During the 1960s, Ben Zwanink explains in the liner notes (both in English and in Dutch), Jazz in Holland was in crisis ...... the interest in jazz was declining; audience numbers were dwindling, many jazz clubs were closing down and the engagements for musicians were few and far between. The Rhythm and Blues and beat music was popular and the youth were labelled here in Holland as Vetkuiven ( or Dijkers particular in Amsterdam) or Nozems and the beat music fans dressed like The Beatles. Jazz music wasn't hip anymore.
Han Bennink ( photo: Provinciale Zeeuwse Courant ( 16th October 1969) (source: Krantenbank Zeeland)

In the 1960s I was a teenager and, although I visited concerts by bands like The Bintangs or the local famed Delta Generation ( they performed in places where the girls were) not really interested in the new popular artists: I didn't hold strong views about, who was the best: The Beatles or the Stones. I joined around 1970 concerts, were improvised music was played by musicians like Willem Breuker, Theo Loevendie, Leo Cuypers, Maarten van Regteren Altena or Willem van Manen, scheduled in places like Goes ( De Veste) and Middelburg (Stadsschouwburg) by the Stichting Nieuwe Muziek. I remember Han Bennink as one of the most striking musicians that came to this part of the Netherlands. I'm sure I didn't understand what they were playing and I didn't know the ins and outs about what happened in the Dutch Jazz scene of the 1960s - see it as reaching puberty - opposing against the establishment.

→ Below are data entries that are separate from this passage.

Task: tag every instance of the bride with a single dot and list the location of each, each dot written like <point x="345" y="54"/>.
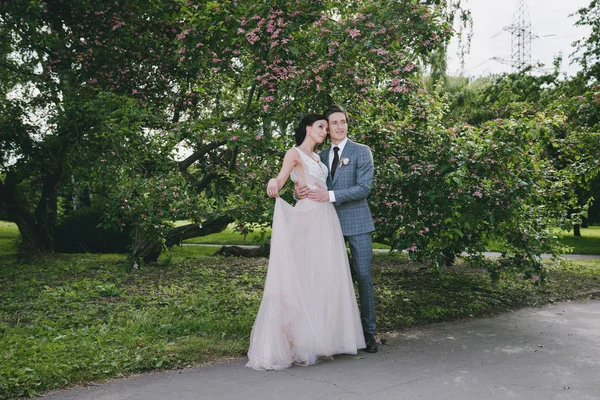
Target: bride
<point x="309" y="307"/>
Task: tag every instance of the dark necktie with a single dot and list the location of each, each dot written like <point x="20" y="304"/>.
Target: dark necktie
<point x="336" y="160"/>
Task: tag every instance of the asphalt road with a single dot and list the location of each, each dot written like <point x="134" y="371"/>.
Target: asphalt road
<point x="544" y="353"/>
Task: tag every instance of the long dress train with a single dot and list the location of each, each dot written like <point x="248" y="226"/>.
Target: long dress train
<point x="309" y="307"/>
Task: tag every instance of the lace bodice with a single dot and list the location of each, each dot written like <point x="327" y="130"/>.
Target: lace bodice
<point x="315" y="171"/>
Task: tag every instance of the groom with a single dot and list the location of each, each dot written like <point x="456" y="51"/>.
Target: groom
<point x="349" y="183"/>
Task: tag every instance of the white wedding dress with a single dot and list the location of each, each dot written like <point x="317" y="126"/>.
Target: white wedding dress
<point x="309" y="307"/>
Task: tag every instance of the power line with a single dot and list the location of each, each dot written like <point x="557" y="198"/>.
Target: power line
<point x="520" y="39"/>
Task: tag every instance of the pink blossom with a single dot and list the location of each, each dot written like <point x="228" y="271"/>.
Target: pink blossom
<point x="354" y="33"/>
<point x="409" y="67"/>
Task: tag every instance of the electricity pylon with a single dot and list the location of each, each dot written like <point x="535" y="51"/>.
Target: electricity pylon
<point x="520" y="39"/>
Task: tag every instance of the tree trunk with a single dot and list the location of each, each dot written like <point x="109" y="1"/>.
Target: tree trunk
<point x="148" y="249"/>
<point x="37" y="231"/>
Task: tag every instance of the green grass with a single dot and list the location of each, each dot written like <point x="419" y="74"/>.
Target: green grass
<point x="232" y="237"/>
<point x="71" y="319"/>
<point x="588" y="243"/>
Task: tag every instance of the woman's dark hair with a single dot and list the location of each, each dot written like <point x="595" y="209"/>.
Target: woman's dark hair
<point x="300" y="131"/>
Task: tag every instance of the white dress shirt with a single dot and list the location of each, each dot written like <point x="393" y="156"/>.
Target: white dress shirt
<point x="341" y="146"/>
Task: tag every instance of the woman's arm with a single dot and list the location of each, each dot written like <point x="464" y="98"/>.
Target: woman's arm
<point x="291" y="159"/>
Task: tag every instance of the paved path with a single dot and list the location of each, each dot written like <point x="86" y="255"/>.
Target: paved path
<point x="537" y="353"/>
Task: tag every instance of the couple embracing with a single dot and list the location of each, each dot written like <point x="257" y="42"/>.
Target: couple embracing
<point x="309" y="307"/>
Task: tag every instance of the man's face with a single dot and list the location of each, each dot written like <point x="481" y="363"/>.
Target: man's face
<point x="338" y="127"/>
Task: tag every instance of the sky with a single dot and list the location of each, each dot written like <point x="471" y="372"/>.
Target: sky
<point x="550" y="21"/>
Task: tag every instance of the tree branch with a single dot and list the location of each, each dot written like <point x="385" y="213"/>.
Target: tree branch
<point x="183" y="165"/>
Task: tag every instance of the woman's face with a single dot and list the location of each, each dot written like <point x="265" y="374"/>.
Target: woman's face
<point x="318" y="131"/>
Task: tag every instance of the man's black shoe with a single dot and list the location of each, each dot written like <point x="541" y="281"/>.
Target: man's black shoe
<point x="371" y="343"/>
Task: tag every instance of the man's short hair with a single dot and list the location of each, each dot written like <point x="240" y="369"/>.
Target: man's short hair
<point x="335" y="108"/>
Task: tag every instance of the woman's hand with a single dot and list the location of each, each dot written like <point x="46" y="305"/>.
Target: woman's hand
<point x="273" y="188"/>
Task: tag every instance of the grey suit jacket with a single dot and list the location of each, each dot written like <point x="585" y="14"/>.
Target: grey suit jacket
<point x="351" y="187"/>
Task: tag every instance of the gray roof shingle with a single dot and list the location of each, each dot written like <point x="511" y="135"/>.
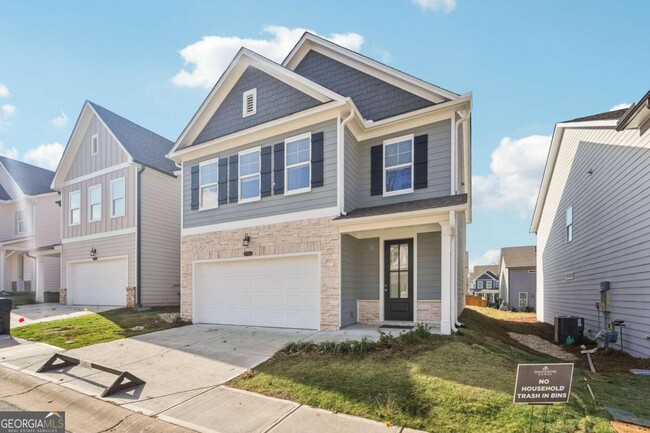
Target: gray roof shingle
<point x="146" y="147"/>
<point x="31" y="180"/>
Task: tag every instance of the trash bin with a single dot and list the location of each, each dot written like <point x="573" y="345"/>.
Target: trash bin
<point x="5" y="315"/>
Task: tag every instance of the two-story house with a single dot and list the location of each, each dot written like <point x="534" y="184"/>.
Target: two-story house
<point x="29" y="229"/>
<point x="322" y="192"/>
<point x="120" y="214"/>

The Concertgebouw concert by the Misha Mengelberg-Piet Noordijk Quartet was not the place to be for the young beat and rock and roll generation, but the jazz fans welcomed it. The two leaders of the band Misha Mengelberg and Piet Noordijk were each other's poles apart. Piet Noordijk started his career in the 1950s as an all-round musician, who was fascinated by the music of Charlie Parker. He started his career in the band of his brother Kees who was his eerste en beste leraar ( (my) first and best teacher). He worked with Ger Van Leeuwen, Pia Beck and Frans Poptie before he joined Misha Mengelberg in 1964.